L’aspetto determinante è la potenza di attacco dei nemici, molti dei quali sono in grado di ridurre in fin di vita un Bayek di livello 48-50 con attrezzatura eccellente in un sol colpo, dunque gli amanti dello stile aggressivo e combattivo vengono costretti a fare un passo indietro in virtù di un approccio più riflessivo, con attacchi brevi e rapidi ma più sicuri. Senza veleno o fiamme questi scontri sarebbero durati almeno il doppio e parliamo già di combattimenti da 10-15 minuti abbondanti, dove ogni minima disattenzione può determinare la sconfitta. 
Ma questo DLC non è solo uno stile narrativo ripreso dal gioco principale e un combat system che obbliga ad avere un approccio più vario e preparato, è molto di più e lo dimostra di sicuro nella nuova mappa tutta da ammirare: Curse of the Pharaohs è artisticamente sbalorditivo, mette in campo delle ambientazioni estasianti e una palette di colori onirica, gioca con le tradizioni egizie e catapulta il giocatore in un’esperienza fuori dal comune. 
Una bellezza ancora più godibile nei panni di Senu, che mette in evidenza una disposizione studiata per essere ammirata dal volo dell’aquila di Bayek, proprio per sbalordire lo spettatore e catturarne sguardo e interesse. 
Per molti potrebbe trattarsi di un aspetto secondario o superfluo, ma secondo noi rappresenta un punto di forza talmente potente da risultare determinante nella giustificazione del prezzo del DLC, disponibile per PC, PS4 e Xbox One dal 13 marzo 2018 al costo di 19,99€.
L’aspetto narrativo invece non raggiunge mai livelli d’eccellenza, ma la storia che lega le indagini di Bayek regge e tenta anche di raccontarsi con pathos e qualche timido tentativo di plot twist, lasciandoci più volte credere di essere giunti alla fine per poi continuare in una direzione fino ad allora ignota.
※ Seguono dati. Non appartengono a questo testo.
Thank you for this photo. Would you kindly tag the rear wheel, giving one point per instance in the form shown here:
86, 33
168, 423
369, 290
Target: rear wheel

Grazie a questo escamotage, alla difficoltà e a una mappa davvero ampia e ricca, Curse of the Pharaohs è in grado di regalare circa 12 ore di intrattenimento per concludere le missioni principali e qualcuna secondaria, ma la completa esplorazione di tutti i luoghi e segreti può portare questo numero anche a 18-20 ore, oro per i fan che hanno amato particolarmente la storia del titolo principale e i segreti che l’Antico Egitto nasconde.




Artisticamente eccezionale

Difficoltà ribilanciata

Più strategia e preparazione

Esperienza simile al gioco principale

Un po’ troppi riferimenti alla religione egizia

8.0

Assassin’s Creed Origins è un titolo non perfetto ma ci sentiamo di dire ben realizzato, tra i migliori dell’intera saga e pieno di dettagli e meccaniche che dimostrano tutto l’impegno profuso da Ubisoft per ridare ai fan le emozioni che hanno reso questo brand speciale.

Curse of the Pharaohs cerca di mantenere lo stesso stile e quell’essenza che ne ha caratterizzato il successo, apportando però diverse migliorie e bilanciamenti qua e là che arricchiscono e rendono più godibile l’esperienza di gioco, fondata comunque in maniera evidente quanto inevitabile sulla resa visiva e artistica, con ambientazioni, nemici, oggetti e dettagli di altissimo livello persino per gli standard Ubisoft.
Le missioni non brillano per originalità o pathos, eredità del gioco principale questa, ma questo DLC funziona e mette sul piatto tanta carne che i fan della saga gusteranno con piacere, anche grazie ad una longevità degna di alcuni giochi completi. In parole povere, La Maledizione dei Faraoni è una piccola perla imperdibile per chi ha apprezzato Origins, tutti gli altri potrebbero invece non giustificare la spesa per un’esperienza che arricchisce ma non porta molte novità alle avventure di Bayek. Noi, comunque, ci sentiamo di promuoverlo e di questi tempi, quando si parla di DLC, non può che essere una bella notizia.